If the congruence you mention holds, then $2^{p_i}-1$ must divide $3$, which means $2^{p_i}-1=3$ and $p_i=2$.
This shows that $n=2^{a}\cdot p_2\cdots p_k$.

But then, $\sigma(n)=\frac{2^{a_1+1}-1}{2-1}(p_2+1)\cdots (p_k+1)$ which is divisible (since the other primes are odd) by $2^{k-1}$ and $\phi(n)$ is also divisible by $ 2^{k-1}$.

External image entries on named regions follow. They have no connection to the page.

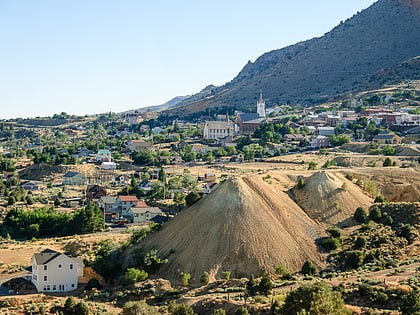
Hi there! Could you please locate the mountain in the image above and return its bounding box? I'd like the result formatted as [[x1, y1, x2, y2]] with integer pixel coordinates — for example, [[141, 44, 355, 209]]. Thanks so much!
[[124, 96, 190, 113], [168, 0, 420, 116], [124, 176, 323, 283]]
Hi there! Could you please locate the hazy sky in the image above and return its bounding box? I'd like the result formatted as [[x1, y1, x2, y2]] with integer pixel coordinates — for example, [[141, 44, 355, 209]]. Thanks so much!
[[0, 0, 376, 119]]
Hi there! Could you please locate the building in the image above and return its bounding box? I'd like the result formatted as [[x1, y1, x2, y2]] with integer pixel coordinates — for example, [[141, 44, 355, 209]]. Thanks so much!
[[116, 195, 139, 218], [98, 196, 118, 222], [63, 172, 87, 186], [311, 135, 330, 148], [129, 140, 152, 152], [127, 200, 164, 223], [203, 118, 235, 140], [373, 131, 402, 144], [32, 249, 83, 292], [96, 149, 112, 162]]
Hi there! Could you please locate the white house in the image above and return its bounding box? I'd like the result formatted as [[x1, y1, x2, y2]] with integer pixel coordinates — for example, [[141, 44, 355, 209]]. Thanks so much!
[[96, 149, 112, 162], [32, 249, 83, 292], [203, 120, 235, 139]]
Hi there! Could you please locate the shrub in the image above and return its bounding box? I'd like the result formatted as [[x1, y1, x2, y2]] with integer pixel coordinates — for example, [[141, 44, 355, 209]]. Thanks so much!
[[180, 272, 191, 287], [297, 177, 305, 189], [281, 282, 349, 315], [274, 264, 292, 280], [301, 260, 318, 275], [320, 237, 341, 251], [235, 306, 249, 315], [222, 271, 230, 280], [354, 236, 367, 249], [399, 288, 420, 315], [383, 157, 392, 167], [327, 226, 341, 238], [168, 301, 197, 315], [353, 207, 367, 223], [121, 301, 159, 315], [346, 250, 365, 268], [200, 271, 210, 284], [369, 206, 382, 223], [124, 268, 149, 284]]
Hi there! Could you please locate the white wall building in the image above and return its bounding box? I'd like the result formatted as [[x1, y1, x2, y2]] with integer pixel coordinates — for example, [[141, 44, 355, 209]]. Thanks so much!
[[32, 249, 79, 292], [203, 120, 235, 140]]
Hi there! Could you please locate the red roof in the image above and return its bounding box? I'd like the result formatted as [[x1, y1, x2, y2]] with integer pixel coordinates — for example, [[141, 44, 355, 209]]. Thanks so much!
[[136, 200, 149, 208], [119, 196, 138, 202]]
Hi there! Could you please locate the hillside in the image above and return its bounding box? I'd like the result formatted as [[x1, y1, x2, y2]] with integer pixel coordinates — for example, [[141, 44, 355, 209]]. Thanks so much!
[[291, 171, 373, 225], [169, 0, 420, 115], [125, 176, 323, 283]]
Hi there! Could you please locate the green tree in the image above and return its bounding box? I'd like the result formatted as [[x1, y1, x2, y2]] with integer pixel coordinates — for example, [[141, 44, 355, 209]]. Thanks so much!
[[369, 206, 382, 223], [121, 300, 160, 315], [124, 268, 149, 284], [301, 260, 318, 276], [235, 306, 249, 315], [168, 301, 197, 315], [200, 271, 210, 285], [353, 207, 367, 223], [281, 282, 350, 315], [258, 277, 273, 296], [185, 191, 201, 207], [74, 301, 89, 315], [383, 157, 392, 167], [399, 288, 420, 315], [274, 264, 292, 279]]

This means that (again from the congruence) $2^{2^{k-1}}-1$ divides $3$, which shows $k-1=1\Rightarrow k=2$ and $n=2^a\cdot p$. If $a\ge2$, then $2^{\phi(n)}-1$ is divisible by $5$ and so is $2^{n}-1$ which means that $5\mid 3$ which is false.
This shows the following:
If $n$ is odd, then clearly is a prime.
If it is even, then $n=2p$.
But, now (if $n=2p$) we can see from the congruence that $(2^{2p}-1)(2^{3p+3}-1)\equiv 3\pmod{2^{p-1}-1}$. But from Fermat's Little theorem we know that $2^{p-1}\equiv 1\pmod{p}$, so $(2^{2p}-1)(2^{3p+3}-1)\equiv 3\pmod{p}$ which yields $(2^2-1)(2^3\cdot 2^3-1)\equiv 3\pmod{p}$ and finally $p\mid 362$.
We can check if the even divisors of $362$ satisfy your claim and we are done.
I think this proves the claim.